Kiwi firefighter who battled Australian bushfires says experience will help in fighting New Zealand blazes

A Kiwi firefighter deployed to battle the bushfires that ravaged Australia says he confronted devastating scenes, but it was an experience that will help him tackle blazes back home.

Chris Southwick has been deployed to Australia twice this bushfire season as part of a revolving New Zealand team to assist Australian firefighters, including in New South Wales, which saw millions of hectares destroyed by the infernos. 

Thousands of homes have been destroyed and 29 people killed nationwide, including several firefighters. 

While the blazes were recently downgraded after a set of large downpours, rising temperatures and windy conditions are concerning authorities.

Southwick, who recently fought the Nelson Pigeon Valley fire, told The AM Show that what he saw was devastating and on a scale not seen in New Zealand. 

"It is very enduring over there.
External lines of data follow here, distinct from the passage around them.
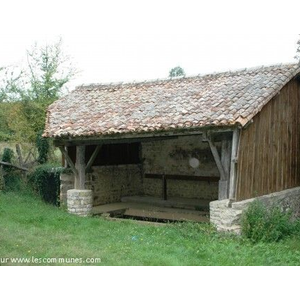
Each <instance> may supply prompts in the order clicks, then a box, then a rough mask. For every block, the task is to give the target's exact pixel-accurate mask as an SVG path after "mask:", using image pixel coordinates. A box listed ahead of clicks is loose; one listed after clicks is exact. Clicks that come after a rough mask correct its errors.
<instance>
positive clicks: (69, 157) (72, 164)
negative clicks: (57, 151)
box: [59, 146, 78, 176]
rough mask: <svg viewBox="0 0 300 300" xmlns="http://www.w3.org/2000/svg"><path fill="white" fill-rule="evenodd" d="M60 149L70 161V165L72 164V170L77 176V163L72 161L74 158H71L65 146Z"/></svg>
mask: <svg viewBox="0 0 300 300" xmlns="http://www.w3.org/2000/svg"><path fill="white" fill-rule="evenodd" d="M59 150H60V151H61V153H62V154H63V155H64V157H65V159H66V160H67V162H68V165H69V166H70V168H71V170H72V172H73V173H74V175H75V176H76V175H77V174H78V172H77V170H76V168H75V165H74V163H73V161H72V159H71V158H70V156H69V154H68V152H67V151H66V149H65V147H63V146H61V147H59Z"/></svg>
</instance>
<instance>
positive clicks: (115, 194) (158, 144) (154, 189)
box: [60, 136, 220, 205]
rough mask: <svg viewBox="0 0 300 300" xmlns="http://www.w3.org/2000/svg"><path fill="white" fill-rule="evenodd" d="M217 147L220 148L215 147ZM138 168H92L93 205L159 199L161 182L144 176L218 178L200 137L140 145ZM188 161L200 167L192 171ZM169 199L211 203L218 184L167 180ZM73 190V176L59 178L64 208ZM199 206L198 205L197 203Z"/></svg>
mask: <svg viewBox="0 0 300 300" xmlns="http://www.w3.org/2000/svg"><path fill="white" fill-rule="evenodd" d="M218 146H220V145H218ZM141 153H142V163H141V164H140V165H119V166H99V167H93V168H92V170H91V173H90V174H88V175H87V180H86V188H87V189H91V190H92V191H93V194H94V205H100V204H105V203H112V202H118V201H120V199H121V197H124V196H133V195H147V196H154V197H161V196H162V180H161V179H146V178H144V177H145V176H144V175H145V174H146V173H150V174H163V173H165V174H168V175H192V176H193V175H194V176H208V177H209V176H219V171H218V169H217V166H216V164H215V161H214V158H213V156H212V154H211V151H210V148H209V146H208V144H207V143H203V142H202V140H201V136H192V137H180V138H178V139H172V140H163V141H153V142H143V143H142V145H141ZM190 158H197V159H198V160H199V162H200V166H199V167H198V168H197V169H193V168H192V167H191V166H190V164H189V160H190ZM167 185H168V188H167V190H168V197H169V198H189V199H199V201H201V200H206V202H205V203H207V200H208V201H213V200H215V199H218V182H213V183H209V182H199V181H185V180H180V181H179V180H168V184H167ZM70 189H74V176H73V174H62V175H61V193H60V199H61V204H62V205H65V204H66V200H67V191H68V190H70ZM199 204H200V203H199Z"/></svg>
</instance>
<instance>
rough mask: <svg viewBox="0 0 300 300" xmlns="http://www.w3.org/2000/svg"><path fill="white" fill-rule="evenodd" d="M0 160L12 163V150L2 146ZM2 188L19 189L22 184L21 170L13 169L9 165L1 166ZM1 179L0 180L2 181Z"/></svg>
mask: <svg viewBox="0 0 300 300" xmlns="http://www.w3.org/2000/svg"><path fill="white" fill-rule="evenodd" d="M1 159H2V161H4V162H7V163H12V162H13V159H14V152H13V150H11V149H9V148H4V150H3V155H2V158H1ZM2 170H3V173H2V176H3V177H2V176H1V177H2V180H3V182H2V184H1V186H2V189H3V190H5V191H13V190H19V189H20V188H21V185H22V174H21V171H19V170H16V169H14V168H13V167H11V166H2ZM2 180H1V181H2Z"/></svg>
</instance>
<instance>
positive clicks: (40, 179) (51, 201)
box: [29, 164, 63, 205]
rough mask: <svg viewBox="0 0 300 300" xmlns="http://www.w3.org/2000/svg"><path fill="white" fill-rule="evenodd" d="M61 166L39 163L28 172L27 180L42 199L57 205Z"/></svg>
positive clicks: (59, 189)
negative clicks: (39, 164)
mask: <svg viewBox="0 0 300 300" xmlns="http://www.w3.org/2000/svg"><path fill="white" fill-rule="evenodd" d="M62 170H63V168H58V167H55V166H53V165H46V164H44V165H41V166H38V167H36V169H35V170H34V171H33V172H32V173H31V174H30V177H29V182H30V183H31V184H32V186H33V189H34V190H35V191H37V192H38V193H39V194H40V195H41V197H42V199H43V200H44V201H45V202H47V203H50V204H54V205H58V204H59V202H58V198H59V192H60V174H61V172H62Z"/></svg>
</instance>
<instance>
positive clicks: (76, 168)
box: [75, 146, 85, 190]
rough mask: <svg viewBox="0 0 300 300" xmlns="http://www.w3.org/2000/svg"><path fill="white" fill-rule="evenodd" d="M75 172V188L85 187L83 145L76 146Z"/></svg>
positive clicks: (83, 153) (84, 155)
mask: <svg viewBox="0 0 300 300" xmlns="http://www.w3.org/2000/svg"><path fill="white" fill-rule="evenodd" d="M75 167H76V170H77V172H78V173H77V174H76V175H75V189H76V190H84V189H85V146H76V164H75Z"/></svg>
It is very humbling going over and seeing all the devastation and helping people out," he said.

"It is the scale, it is the heat, it is the impact it has got on all the people around us.

"We see all the locals and just seeing what they are going through and the environment. We saw the animals as well. You can see some of the behaviour of some of the animals was changing."

Southwick told The AM Show that work would begin at about 7am and finish at 6pm. But with travel included, the Kiwi firefighters were having to tackle up to 14 hour working days in intense conditions.

What the firefighters do each day depends on the conditions.

"It was always evolving. It always depended on what happened on the day, whether it was high temperatures and high winds, we would just head away in the morning, get our taskings, and head into the areas and start doing the work we had to do every day.

"On the first deployment, we did night shifts, so we were letting some of the [Australian] volunteers go home and get some sleep. On the deployment we just did, we were there just to back up."

The experience of working in Australia would help inform how the firefighters tackled blazes back home, Southwick said. 

"We are looking at fire behaviour over there that is just so intensified and larger than what we get in New Zealand that we get the benefits of just learning from their fire behaviours and we can bring that home to help battle our own fires."

He said understanding how fires change behaviour on different landscapes was particularly beneficial. 

Despite the horrendous conditions and long days, Southwick said he was ready to go back and help. He said all the firefighters there are committed and work together. 

"We all just meld together and just start working together. Different countries, different brigades, but we are all just one big family."